Distribution of L. subcordatum

In this study, sequence related amplified polymorphism (SRAP) was conducted on populations of L. subcordatum, including those found in nature and the one conserved ex situ population, because it is a highly reliable genetic marker [30,31,32,33]. The aims of this study were to analyse the genetic diversity and structure of all known populations of L. subcordatum to establish a better understanding of genetic information about this species, to estimate the validity of ex situ populations and to propose potential measures for further conservation.


Sampling of L. Subcordatum

In this study, six natural populations (GZ, GX, GD, BW, LT, and VT) and one ex situ population (ZS) were analysed (Table 1; Fig. 1). According to the distribution of individuals in population, 10–15 individuals were randomly sampled from GZ, GX, BW, VT, and LT. In the field survey, adventitious roots germinating from stems immersed in stream water and growing in stone seams were observed in the GD and island populations, which indicated that vegetation propagation might exist. Only six samples were randomly taken from LT, since individuals were close to each other and we wished to avoid selecting potential clonal individuals. Additionally, the ZS ex situ was constructed in 2008 with seeds from some individuals of the GD population. Therefore, all the individuals of GD and ZS were collected in order to estimate whether the ZS ex situ could match its source population (GD) in terms of genetics. Juvenile leaves of individuals from seven populations were collected (Table 1) and stored in silica gel.

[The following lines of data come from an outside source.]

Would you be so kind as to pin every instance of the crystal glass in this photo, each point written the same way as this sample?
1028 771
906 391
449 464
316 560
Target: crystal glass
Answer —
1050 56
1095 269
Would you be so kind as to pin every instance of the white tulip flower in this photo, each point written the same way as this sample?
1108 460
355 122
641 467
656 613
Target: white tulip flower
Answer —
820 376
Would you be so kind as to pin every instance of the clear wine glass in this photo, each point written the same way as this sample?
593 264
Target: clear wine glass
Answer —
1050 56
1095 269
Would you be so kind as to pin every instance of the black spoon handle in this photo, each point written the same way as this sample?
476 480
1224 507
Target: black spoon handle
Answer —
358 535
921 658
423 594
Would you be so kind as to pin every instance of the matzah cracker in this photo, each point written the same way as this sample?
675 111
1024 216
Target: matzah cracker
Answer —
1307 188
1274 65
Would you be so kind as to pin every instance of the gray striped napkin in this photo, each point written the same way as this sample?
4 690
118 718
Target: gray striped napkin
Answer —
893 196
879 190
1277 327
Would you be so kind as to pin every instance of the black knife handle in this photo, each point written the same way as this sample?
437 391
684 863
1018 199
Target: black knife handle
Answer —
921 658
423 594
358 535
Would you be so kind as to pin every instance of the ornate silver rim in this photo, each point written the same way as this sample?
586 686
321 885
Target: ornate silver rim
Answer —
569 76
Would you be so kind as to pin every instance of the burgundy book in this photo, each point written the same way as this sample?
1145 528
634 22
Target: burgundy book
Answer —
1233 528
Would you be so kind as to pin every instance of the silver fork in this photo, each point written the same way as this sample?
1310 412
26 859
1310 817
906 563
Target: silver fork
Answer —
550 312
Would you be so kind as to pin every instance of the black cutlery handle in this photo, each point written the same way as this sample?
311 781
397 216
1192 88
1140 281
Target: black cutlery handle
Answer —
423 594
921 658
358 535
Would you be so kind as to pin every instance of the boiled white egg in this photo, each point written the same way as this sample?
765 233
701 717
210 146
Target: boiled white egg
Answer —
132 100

Table 1 Accession data for the six natural populations and one ex situ population of L. subcordatum

DNA extraction

Total genomic DNA was isolated from dried leaf tissues following the modified hexadecyl trimethyl ammonium bromide (CTAB) method [34]. The concentration and quality of the isolated DNA was examined and controlled using a Nucleic Acid and Protein Analyzer (Thermo Fisher Scientific Inc., The United States). The DNA extracts were diluted to 50 ng/μL for polymerase chain reaction (PCR) amplification.

SRAP amplification

For PCR amplification, the procedure described by Li and Quiros [30] was used with some modifications. We selected 15 SRAP primer combinations from a total of 124 primers to produce clear and reproducible fragments [see Additional File 1], and these primers were used in the final SRAP analysis. PCR reactions were conducted in a total volume of 20 μL, consisting of 60 ng of DNA template, 3.5 mM of MgCl2, 0.25 mM of dNTPs, 2.5 U of Exprime Taq, 0.3 μM of each primer, and ddH2O. The PCR cycling program was set to 94 °C for 5 min, followed by 5 cycles of 35 °C for 1 min and 72 °C for 1 min. Then, the process continued for 30 cycles of 94 °C for 1 min, 35 °C for 1 min, and 72 °C for 1 min, followed by a final extension cycle of 72 °C for 10 min.

Data analysis

All of the readable amplified fragments with the same gel mobility, which ranged from 100 bp to 2000 bp, with an occurrence frequency of greater than 5%, manually scored as present (1) or absent (0) for entry into a binary data matrix.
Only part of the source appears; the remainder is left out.